Stolen love is sweet or so it seems until the ‘owner’ catches you red-handed, gets evidence in form of an explicit video and demands money for his silence
Faith Gachobe @wangechigachobe
A sex scandal is one of those issues you would never want to be caught up in. Apart from the embarrassment it causes the individual, there is the undeniable fact that the society begins to look at you differently, especially if you are a public figure or a leader.
However, what if someone is a victim of extortion, as was the alleged case of Kirinyaga Deputy Governor, Peter Ndambiri? The woman in the video has since been identified as the same one in another video that went viral sometime back, this time she had been caught in a compromising situation with an ACK pastor.
Similar to the scenario with the deputy governor, men had stormed in with one of the men claiming to be the woman’s husband. Could it be that the woman who has now been termed a serial extortionist is bringing to the surface a new way people are using to milk money from unsuspecting individuals.
Could it be a case of certain psychological disposition or is it just a matter of moral decadence? Psychologist Anastasia Thiong’o says that it is unlikely that such behaviour has any psychological explanation. According to her, it is either a case of immorality or a severe case of psychiatric problems.
Thiong’o further says that some people tend to have a don’t-care attitude despite the psychological disposition they were brought up. “We have seen children who were brought up by pastors and other religious leaders turn to have queer behaviour.
It is true that some may be running away from the strict up bringing, but some just make a personal and conscious decision to be immoral,” she says.
In some cases, the individual learns to convince her brain to look at certain behaviour as being okay and, therefore, they do not care how their actions impact other people, not even their spouses or children. According to Thing’o, when it comes to making money, some individuals have no boundaries. Sometimes, the influence of the media and social media may result in people turning to odd habits.
“Especially now that people can access whatever information they desire, it becomes easy even for decent people to fall prey to immoral habits. Sometimes it has nothing to do with psychology,” she adds.
For victims of such extortion, Thiong’o says that the shame and fear of stigmatisation associated with sexual offences compound the difficulty of coming forward. When a woman or girl or, in some cases, a boy or man is asked for money in return for deleting the video, more often than not, the victim complies.
“Because of the same kind of shame that rape and other sexual violence victims experience, the victim may fear that revealing what happened will incur the same kind of social stigma. In the kind of society we are in, some victims hold back on reporting to avoid ‘disgracing their families’.

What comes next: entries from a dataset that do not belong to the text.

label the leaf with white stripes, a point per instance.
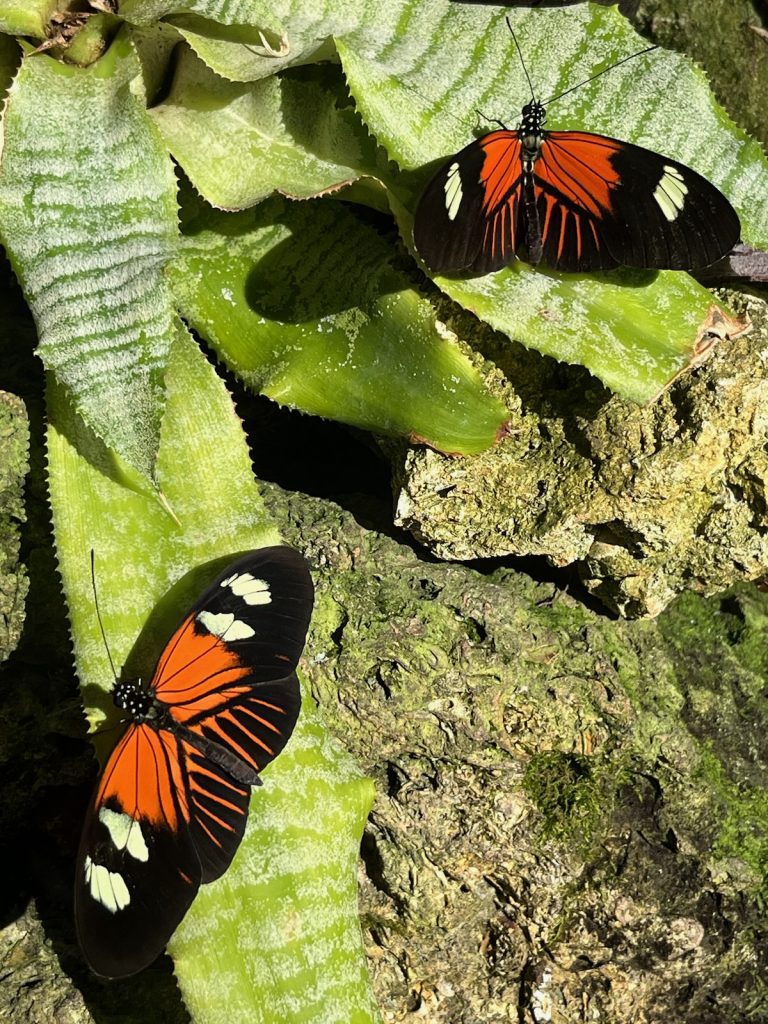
(276, 938)
(88, 218)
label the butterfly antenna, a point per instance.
(98, 613)
(519, 53)
(598, 74)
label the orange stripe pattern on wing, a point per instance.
(171, 807)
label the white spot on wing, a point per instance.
(125, 833)
(252, 591)
(107, 887)
(454, 192)
(224, 626)
(671, 193)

Because such crimes happen in secret, the lack of witnesses makes it even harder to report,” she says. And these predators don’t just target anybody. Most of the time their prey include people who hold high positions and religious leaders who can do anything, so that their reputation remain intact.
Additionally, there is no telling that the criminals will delete the said video or even keep to their word of not making it public. Some may continue using the sex video to blackmail their victims over and over again. “Like in other sex crimes, victims of sexual extortion blame themselves, and that guilt leads to repeated (and successful) attempts by the offender to blackmail,” she adds.

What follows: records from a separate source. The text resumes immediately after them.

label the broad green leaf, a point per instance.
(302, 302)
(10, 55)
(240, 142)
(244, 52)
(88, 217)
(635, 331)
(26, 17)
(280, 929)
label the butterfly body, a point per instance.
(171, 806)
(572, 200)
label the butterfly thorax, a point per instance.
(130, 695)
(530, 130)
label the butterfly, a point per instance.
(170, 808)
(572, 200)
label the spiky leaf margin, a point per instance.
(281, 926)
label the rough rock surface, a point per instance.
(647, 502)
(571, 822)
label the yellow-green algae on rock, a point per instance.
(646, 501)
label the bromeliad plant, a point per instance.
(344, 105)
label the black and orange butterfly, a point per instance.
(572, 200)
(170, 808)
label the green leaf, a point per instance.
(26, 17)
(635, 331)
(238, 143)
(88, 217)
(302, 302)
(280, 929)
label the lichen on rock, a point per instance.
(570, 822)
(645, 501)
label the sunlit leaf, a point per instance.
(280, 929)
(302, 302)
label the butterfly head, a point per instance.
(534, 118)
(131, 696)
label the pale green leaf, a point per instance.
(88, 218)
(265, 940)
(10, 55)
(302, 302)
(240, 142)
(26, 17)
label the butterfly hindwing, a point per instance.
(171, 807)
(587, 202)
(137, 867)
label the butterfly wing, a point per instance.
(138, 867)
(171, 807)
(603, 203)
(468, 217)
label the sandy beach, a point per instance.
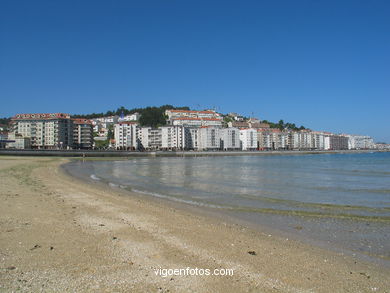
(60, 234)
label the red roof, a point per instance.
(193, 118)
(192, 111)
(128, 122)
(41, 116)
(81, 121)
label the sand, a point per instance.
(59, 234)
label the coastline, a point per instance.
(109, 153)
(87, 237)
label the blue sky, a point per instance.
(323, 64)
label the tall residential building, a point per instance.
(209, 138)
(230, 139)
(191, 138)
(248, 138)
(196, 122)
(125, 134)
(194, 118)
(82, 134)
(359, 142)
(46, 131)
(174, 114)
(129, 117)
(173, 137)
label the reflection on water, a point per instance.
(354, 187)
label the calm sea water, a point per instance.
(339, 199)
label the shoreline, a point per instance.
(115, 153)
(298, 221)
(103, 240)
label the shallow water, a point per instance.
(337, 199)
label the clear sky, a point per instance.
(323, 64)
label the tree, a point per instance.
(153, 116)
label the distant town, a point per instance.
(169, 129)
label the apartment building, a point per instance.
(230, 139)
(209, 138)
(360, 142)
(130, 117)
(173, 137)
(102, 125)
(248, 139)
(196, 122)
(174, 114)
(194, 118)
(46, 131)
(125, 134)
(17, 141)
(82, 134)
(191, 138)
(338, 142)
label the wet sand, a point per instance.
(60, 234)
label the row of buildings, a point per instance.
(49, 131)
(130, 136)
(185, 130)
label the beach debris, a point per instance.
(35, 247)
(10, 268)
(364, 274)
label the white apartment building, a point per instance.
(101, 125)
(173, 137)
(46, 131)
(191, 138)
(358, 142)
(125, 134)
(173, 114)
(129, 117)
(230, 139)
(17, 141)
(82, 134)
(248, 138)
(209, 138)
(196, 122)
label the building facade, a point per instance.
(82, 134)
(248, 138)
(46, 131)
(230, 139)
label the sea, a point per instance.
(337, 201)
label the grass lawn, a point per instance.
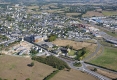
(72, 14)
(109, 13)
(92, 13)
(108, 59)
(72, 75)
(16, 68)
(109, 32)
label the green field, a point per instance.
(108, 59)
(109, 32)
(71, 53)
(109, 13)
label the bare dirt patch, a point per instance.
(72, 75)
(16, 68)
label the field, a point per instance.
(92, 13)
(72, 75)
(108, 59)
(15, 48)
(109, 32)
(109, 13)
(71, 53)
(76, 45)
(16, 68)
(72, 14)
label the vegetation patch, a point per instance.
(77, 64)
(52, 61)
(109, 13)
(51, 75)
(107, 59)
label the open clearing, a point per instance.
(109, 13)
(72, 14)
(16, 68)
(76, 45)
(108, 59)
(92, 13)
(72, 75)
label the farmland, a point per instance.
(108, 59)
(92, 13)
(16, 68)
(72, 75)
(109, 13)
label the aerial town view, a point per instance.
(58, 39)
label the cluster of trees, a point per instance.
(80, 53)
(51, 75)
(52, 61)
(52, 37)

In the case with the deputy governor, the suspects including the woman were arrested. Even if this is not always the case with all victims, Thiong’o advices that looking for red. red flags is key.
“Conduct due diligence. Don’t trust strangers. I know this can be difficult, especially if it is a case of one-night-stand. But if you suspect that the person is not genuine, putting your phone’s voice recorder on standby is also a tip that would help get evidence,” she concludes.